In this case study, we describe a proof-of-concept implementation of a highly optimized machine learning application for Intel Architecture. Our results demonstrate the capabilities of Intel Architecture, particularly the 2nd generation Intel Xeon Phi processors (formerly codenamed Knights Landing), in the machine learning domain.
1. Case Study
It is common in the machine learning (ML) domain to see applications implemented with the use of frameworks and libraries such as Torch, Caffe, TensorFlow, and similar. This approach allows the computer scientist to focus on the learning algorithm, leaving the details of performance optimization to the framework. Similarly, the ML frameworks usually rely on a third-party library such as Atlas, CuBLAS, OpenBLAS or Intel MKL to implement basic linear algebra subroutines (BLAS), particularly general matrix-matrix multiplications (GEMMs) which are an essential building block of convolutional neural networks and other ML methods. This layered approach allows to adapt ML applications to different underlying computer architectures with relative ease, by optimizing the middleware (the ML framework), which may include linking it to the appropriate BLAS library.
Because the recently released 2nd generation Intel Xeon Phi processors (formerly codenamed Knights Landing, or KNL), have high performance capabilities in BLAS, they are well-suited as computing platforms for ML applications. Ideally, computer scientists should not need to modify their code at all, and only the framework must be updated to extract the performance capabilities out of the new processors. In this study we performed an experiment to determine what it takes to adapt an application based on a neural network algorithm to run on an Intel Xeon Phi processor.
The starting point for this study is an open-source project called NeuralTalk2 developed by Andrej Karpathy and Fei-Fei Li, Stanford University. This application uses machine learning to analyze real-life photographs of complex scenes and produce a verbal description of the objects in the scene and relationships between them (e.g., “a cat is sitting on a couch”, “woman is holding a cell phone in her hand”, “a horse-drawn carriage is moving through a field”, etc.)
NeuralTalk2 is a recurrent neural network for image captioning. It uses a VGG net for the convolutional neural network, and a long short-term memory (LSTM) network composed of standard input, forget, and output gates.
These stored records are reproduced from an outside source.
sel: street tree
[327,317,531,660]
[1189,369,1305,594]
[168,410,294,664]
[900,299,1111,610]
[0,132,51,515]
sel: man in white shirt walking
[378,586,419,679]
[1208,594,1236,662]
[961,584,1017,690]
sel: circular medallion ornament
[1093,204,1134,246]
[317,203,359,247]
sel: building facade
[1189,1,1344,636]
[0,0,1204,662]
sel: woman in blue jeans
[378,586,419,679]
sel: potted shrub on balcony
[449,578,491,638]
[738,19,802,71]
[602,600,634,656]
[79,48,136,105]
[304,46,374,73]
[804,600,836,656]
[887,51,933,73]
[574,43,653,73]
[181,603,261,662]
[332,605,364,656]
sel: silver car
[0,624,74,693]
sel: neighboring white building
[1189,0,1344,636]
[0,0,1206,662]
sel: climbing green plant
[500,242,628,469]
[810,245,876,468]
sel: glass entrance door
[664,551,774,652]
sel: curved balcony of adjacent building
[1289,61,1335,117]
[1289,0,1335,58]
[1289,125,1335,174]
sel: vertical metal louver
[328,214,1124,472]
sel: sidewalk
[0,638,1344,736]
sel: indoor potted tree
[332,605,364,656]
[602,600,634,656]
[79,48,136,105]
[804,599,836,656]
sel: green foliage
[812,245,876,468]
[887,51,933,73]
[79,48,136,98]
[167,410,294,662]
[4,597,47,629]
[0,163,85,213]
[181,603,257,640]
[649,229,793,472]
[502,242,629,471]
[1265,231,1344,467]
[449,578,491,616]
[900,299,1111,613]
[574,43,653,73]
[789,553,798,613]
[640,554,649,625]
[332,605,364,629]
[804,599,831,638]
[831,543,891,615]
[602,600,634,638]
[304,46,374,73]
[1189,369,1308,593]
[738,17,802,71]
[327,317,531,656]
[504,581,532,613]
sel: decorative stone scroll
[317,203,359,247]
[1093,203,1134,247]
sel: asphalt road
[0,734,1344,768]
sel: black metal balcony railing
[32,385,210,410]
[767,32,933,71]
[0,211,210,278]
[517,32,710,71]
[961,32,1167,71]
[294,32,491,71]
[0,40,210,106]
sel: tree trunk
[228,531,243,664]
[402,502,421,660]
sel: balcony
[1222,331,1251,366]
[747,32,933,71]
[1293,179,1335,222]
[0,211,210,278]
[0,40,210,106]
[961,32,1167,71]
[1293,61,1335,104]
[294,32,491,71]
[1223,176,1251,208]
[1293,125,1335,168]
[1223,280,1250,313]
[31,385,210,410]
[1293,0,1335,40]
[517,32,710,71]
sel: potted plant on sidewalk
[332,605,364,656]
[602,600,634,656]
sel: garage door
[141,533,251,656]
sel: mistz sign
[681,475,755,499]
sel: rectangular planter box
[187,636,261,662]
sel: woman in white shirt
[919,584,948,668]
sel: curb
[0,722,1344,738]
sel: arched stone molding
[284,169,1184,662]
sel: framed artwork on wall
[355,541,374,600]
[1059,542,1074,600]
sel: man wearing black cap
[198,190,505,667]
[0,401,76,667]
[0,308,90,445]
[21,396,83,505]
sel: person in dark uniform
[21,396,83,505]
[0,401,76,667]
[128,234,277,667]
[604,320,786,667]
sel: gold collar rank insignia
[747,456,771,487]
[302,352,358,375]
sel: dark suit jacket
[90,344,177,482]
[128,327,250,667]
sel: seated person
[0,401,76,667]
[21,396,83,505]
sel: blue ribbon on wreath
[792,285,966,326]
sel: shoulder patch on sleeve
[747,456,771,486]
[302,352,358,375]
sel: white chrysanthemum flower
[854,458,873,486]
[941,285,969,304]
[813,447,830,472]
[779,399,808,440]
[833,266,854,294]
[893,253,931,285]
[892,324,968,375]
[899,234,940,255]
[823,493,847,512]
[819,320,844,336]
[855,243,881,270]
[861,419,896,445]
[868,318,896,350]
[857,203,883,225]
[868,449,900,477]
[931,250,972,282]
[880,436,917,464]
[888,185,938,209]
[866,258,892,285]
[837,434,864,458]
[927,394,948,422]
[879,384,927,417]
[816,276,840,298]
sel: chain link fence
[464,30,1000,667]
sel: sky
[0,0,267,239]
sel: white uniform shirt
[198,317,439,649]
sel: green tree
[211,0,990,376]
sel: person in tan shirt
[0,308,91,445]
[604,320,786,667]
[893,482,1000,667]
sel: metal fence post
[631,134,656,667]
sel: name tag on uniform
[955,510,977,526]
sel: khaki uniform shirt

NeuralTalk2 is written in Lua, and is using the machine learning framework Torch.
Out-of-box performance of NeuralTalk2 on Intel architecture is sub-optimal due to inefficient usage of Intel Architecture capabilities by the Torch library. Our goal for this study was to demonstrate that it is possible to accelerate machine learning applications that rely on middleware, such as Torch, by optimizing the middleware and largely leaving the original code (e.g., in the Lua language) without modification. This means that developers and researchers can continue using existing machine learning applications and benefit from the Intel architecture by simply updating their middleware.
We focused on the forward pass (i.e., inference) of the network, as a trained model was distributed with the network. The metric for performance we used was the throughput for the network, measured as the average time of captioning an image in a batch of images.
2. Optimization Work
Our contributions to the performance optimization in Torch and NeuralTalk2 are summarized below.
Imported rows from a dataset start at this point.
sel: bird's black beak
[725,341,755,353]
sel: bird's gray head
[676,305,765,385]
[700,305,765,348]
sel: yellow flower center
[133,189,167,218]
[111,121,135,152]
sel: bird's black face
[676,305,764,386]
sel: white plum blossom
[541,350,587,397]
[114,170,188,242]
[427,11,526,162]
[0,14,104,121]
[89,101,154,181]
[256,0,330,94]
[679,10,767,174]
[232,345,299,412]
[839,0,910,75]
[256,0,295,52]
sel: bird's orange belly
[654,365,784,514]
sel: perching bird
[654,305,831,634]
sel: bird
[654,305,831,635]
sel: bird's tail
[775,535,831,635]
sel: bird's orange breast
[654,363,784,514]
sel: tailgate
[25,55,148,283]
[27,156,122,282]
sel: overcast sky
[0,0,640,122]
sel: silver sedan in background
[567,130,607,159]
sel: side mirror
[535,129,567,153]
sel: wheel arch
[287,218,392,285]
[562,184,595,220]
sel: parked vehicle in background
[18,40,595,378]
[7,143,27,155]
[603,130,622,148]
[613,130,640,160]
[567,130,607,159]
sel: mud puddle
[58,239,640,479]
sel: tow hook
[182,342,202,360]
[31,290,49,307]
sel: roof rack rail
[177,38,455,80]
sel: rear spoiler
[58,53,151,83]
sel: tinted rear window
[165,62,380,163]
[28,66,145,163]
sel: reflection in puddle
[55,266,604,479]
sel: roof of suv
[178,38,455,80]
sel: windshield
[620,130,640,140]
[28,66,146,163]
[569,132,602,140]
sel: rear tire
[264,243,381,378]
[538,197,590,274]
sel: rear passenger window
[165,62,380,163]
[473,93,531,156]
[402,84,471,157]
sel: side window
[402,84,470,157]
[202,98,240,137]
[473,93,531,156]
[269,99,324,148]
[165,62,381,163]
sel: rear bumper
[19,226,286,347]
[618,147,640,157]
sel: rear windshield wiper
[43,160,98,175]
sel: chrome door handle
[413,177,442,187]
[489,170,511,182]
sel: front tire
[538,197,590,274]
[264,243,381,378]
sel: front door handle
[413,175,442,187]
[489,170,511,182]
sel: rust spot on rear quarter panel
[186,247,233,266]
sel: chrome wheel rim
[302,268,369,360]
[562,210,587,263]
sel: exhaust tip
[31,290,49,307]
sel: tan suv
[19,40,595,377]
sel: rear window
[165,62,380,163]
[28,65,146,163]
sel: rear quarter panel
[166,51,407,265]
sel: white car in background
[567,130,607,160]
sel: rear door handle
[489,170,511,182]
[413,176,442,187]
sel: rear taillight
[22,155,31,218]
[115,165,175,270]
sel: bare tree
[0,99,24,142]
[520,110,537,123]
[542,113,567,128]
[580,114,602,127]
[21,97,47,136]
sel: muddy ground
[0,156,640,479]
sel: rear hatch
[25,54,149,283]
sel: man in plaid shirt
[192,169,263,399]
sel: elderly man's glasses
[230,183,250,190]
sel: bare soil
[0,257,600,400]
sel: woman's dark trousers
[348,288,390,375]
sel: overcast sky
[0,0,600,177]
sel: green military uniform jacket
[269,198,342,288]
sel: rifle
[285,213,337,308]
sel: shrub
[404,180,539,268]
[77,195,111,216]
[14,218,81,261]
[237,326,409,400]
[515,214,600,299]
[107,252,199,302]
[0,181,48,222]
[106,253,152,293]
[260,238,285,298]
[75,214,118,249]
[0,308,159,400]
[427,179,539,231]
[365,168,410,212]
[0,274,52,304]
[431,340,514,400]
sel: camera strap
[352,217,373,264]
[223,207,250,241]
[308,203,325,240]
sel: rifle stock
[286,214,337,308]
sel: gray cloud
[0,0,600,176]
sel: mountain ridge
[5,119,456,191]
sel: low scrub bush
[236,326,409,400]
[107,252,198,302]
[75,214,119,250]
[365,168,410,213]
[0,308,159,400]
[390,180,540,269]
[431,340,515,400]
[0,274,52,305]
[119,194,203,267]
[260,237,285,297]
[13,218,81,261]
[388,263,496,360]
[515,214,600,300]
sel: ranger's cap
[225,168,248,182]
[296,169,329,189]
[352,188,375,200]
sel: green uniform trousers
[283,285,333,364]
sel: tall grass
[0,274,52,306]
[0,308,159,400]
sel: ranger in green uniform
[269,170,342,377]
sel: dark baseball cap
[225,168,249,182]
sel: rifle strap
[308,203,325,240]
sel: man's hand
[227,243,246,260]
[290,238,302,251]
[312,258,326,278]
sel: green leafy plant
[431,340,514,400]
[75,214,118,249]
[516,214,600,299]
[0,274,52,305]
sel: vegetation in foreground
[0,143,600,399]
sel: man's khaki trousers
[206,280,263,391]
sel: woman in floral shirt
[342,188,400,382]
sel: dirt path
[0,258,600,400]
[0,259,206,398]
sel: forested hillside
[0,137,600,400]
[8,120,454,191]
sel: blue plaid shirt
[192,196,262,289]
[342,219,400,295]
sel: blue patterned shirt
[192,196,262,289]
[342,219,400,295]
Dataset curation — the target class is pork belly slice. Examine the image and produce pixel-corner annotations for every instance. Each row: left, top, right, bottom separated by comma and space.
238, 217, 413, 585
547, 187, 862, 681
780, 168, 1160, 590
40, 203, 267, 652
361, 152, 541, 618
- Rebuilt the Torch libraries with the Intel C Compiler, linking the BLAS and LAPACK functions in Torch to the Intel MKL library.
- Performed code modernization in the Torch:
- Improved various layers of VGG net with batch GEMMs, loop collapse, vectorization and thread parallelism.
- Improved the LSTM network by vectorizing loops in the sigmoid and tanh functions and using optimized GEMM in the fully-connected layer.
- Incorporated algorithmic changes in the code of NeuralTalk2 in an architecture-oblivious way (e.g., replaced array sorting with top-k search algorithm to locate the top 2 elements in an array).
- Improved the parallel strategy for increased throughput by running several multi-threaded instances of NeuralTalk2, pinning the processes to the respective processor cores.
- Took advantage of the high-bandwidth memory (HBM) based on the MCDRAM technology by using it in the cache mode.
3. Preliminary Results
Through our optimization work, we attained performance improvement by a factor over 50x on 2nd generation Intel Xeon Phi Processors. Optimized code also experiences performance gains in excess of 25x on general-purpose Intel Xeon processors of the Broadwell architecture. Performance results are summarized in the plot below.
Figure 1: Significant performance gains through code modernization.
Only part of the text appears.